Veremos cuanto de todo eso termina pesando más: si el impulso reparador que desde 2003 intentó recuperar derechos y condiciones de vida perdidos gracias al neoliberalismo, o la lógica pequeña y desconfiada que ubica en una persona (o en un par de personas) la capacidad de transformar el país. Ahí nos vemos.
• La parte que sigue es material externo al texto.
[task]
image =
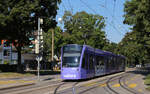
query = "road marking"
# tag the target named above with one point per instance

Sin duda, lo mejor del gobierno Kirchner estribó en darle unas buenas puñaladas a los dos relatos más nefastos que el poder sostuvo desde el 83 a la fecha: el relato del "cierre del pasado" referido a las violaciones de derechos humanos, y el relato de la "transformación del Estado" para adaptarlo a las exigencias del poder económico. Y ahí está el núcleo de las críticas que se le hicieron desde el progresismo blanco a Kirchner estos cuatro años: que es pura retórica, que coopta las banderas de los movimientos de derechos humanos, que negocia con las corporaciones sindicales y empresarias por debajo para luego exhibir un discurso centroizquierdista, bonapartismo dirían los amigos del PO, populismo, dice con un gesto de asco la beautiful people de Palermo y alrededores. No deja de ser un mérito haber cambiado el eje del discurso luego de tantos años de hegemonia neoliberal, no deja de ser un mérito haber reinstalado la política (el Estado) en el centro del conflicto social, no deja de ser un mérito haber cascoteado ese sentido común moralizante que sostenía que el gran mal argentino era la falta de "valores, de ética, de decencia".
Pero lo que queda, también, es la sensación de que todos esos cambios están sostenidos con alfileres, que el deficit principal de este gobierno (y del próximo, más que probablemente) es la incapacidad para construir una organización que sustente y empuje los cambios. Una conjunción de buenas voluntades, que bien podría desarmarse ante un cambio repentino de los tiempos. Todo se discute entre nos, las decisiones son herméticas y se custodian con recelo para ganarle la primicia a la prensa, cualquiera que intenté ir más allá lo hace ateniéndose a las consecuencias. Ahí está el gordo D'Elía rumiando la bronca. No es un rasgo exclusivo del gobierno, es el resultado del pasaje de partidos políticos de militantes a partidos espectrales que sólo aparecen dos meses antes de las elecciones, que se comunican con la sociedad vía publicidad. Sin duda, más que en un regreso a la prolijidad de las formas, el aumento de la calidad de la democracia reside en revitalizar el espacio público, en contar con sectores que presionen por sus demandas publicamente, que se constituyan en actores visibles del conflicto social.
Veremos cuanto de todo eso termina pesando más: si el impulso reparador que desde 2003 intentó recuperar derechos y condiciones de vida perdidos gracias al neoliberalismo, o la lógica pequeña y desconfiada que ubica en una persona (o en un par de personas) la capacidad de transformar el país. Ahí nos vemos.